Wednesday, September 9, 2009

6 Days to Go

Here are the health concerns I hope will be improved by my losing weight:

1) Asthma. It is severe enough that I have been hospitalized several times and near death at least once. I KNOW I'll breathe easier without so much extra lard to lug around. And the increased lung capacity that will come with an increase in my fitness will help, too.

2) Back pain. This just started about two months ago. My back has hurt since I had surgery when I was 12 (spinal fusion). But this new pain is much worse than the ordinary pain. This is a sort of muscle cramping that hits my lower left back and squeezes the nerve that goes down into my leg. So while I'm in pain, my leg is going numb. When I sit on my couch, the pain stops. But when I'm standing or walking, the pain is excruciating. Black Cohosh lessens the pain, but does not completely eliminate it. Though it hurts to walk, I do find that the days when I walk or ride my bike, I feel better in the evening.

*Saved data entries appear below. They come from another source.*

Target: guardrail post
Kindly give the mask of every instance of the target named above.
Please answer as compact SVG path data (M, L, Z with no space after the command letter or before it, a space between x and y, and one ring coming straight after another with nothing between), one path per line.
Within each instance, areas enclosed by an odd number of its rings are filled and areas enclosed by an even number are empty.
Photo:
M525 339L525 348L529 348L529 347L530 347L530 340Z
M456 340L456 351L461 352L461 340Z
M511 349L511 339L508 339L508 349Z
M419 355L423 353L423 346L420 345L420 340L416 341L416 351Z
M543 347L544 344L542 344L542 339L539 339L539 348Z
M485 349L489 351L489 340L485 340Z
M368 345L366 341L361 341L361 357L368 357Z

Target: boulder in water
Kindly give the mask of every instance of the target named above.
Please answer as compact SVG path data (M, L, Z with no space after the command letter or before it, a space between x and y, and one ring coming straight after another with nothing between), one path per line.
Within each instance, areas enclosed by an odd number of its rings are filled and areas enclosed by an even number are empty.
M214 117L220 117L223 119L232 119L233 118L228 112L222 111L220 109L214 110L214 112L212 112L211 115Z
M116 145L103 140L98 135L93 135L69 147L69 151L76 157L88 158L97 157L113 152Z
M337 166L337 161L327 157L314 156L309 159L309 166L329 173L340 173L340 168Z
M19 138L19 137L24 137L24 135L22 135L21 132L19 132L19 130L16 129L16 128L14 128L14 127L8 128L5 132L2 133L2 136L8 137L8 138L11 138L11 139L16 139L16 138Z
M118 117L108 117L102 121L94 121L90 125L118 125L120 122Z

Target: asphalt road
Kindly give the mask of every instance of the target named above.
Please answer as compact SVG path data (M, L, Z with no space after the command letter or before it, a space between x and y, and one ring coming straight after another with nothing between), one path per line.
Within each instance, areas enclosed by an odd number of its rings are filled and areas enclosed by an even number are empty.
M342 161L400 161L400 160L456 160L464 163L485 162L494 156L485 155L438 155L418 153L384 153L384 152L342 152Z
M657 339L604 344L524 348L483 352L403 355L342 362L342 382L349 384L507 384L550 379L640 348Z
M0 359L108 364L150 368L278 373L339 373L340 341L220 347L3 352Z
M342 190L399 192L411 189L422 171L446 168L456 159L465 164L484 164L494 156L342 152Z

3) Diabetes, heart disease, cancer. I DO NOT have any of these conditions. But it is well-documented that obese people run a much greater risk of acquiring these illnesses than those who have a normal, healthy weight. I'm still in my 40's, so I still have a chance to dodge these bullets.

Inspiration

Tuesday, September 8, 2009

Preview


The Biggest Loser, Season 8 begins on NBC next Tuesday, Sept 15. One short week from tonight. I watched it a year ago, beginning my journey in September 2007 at 279 pounds. From September 17 to December 25, I lost 40 pounds. From December 25 to April 25, 2008 I lost another 20.

Today I weigh 259. And I want to cry. I'm 40 pounds heavier in just a bit less than a year and a half. I know better!!! Oh sure, I've got excuses. My job turned into an absolute hell and I ate out of stress. Then in February of this year, I was laid off and have been medicating my ego with food. Plus, without health insurance and having severe asthma, I am limited in what exercise I can do. But those are just excuses. The bottom line is that there really is NO reasonable excuse for getting this big. The fact is that I put more food in my mouth than I should have and didn't do the exercise I CAN do. And here I am, still living in the fat suit I created myself.

Well, enough is enough. Just because I fell back doesn't mean I'm doomed and should never try again. I want to finally get rid of this fat suit I created and give myself a new slim, healthy suit. And the one word used the most in this blog post is "I". That's the whole key. This journey is mine, and I can either keep moving forward toward my goal, or I can give up right here, right now. I am NOT a quitter. I do NOT give up. My success is all up to me (and I WILL succeed).

This blog is the record of the process of abandoning the fat suit and creating myself a new suit.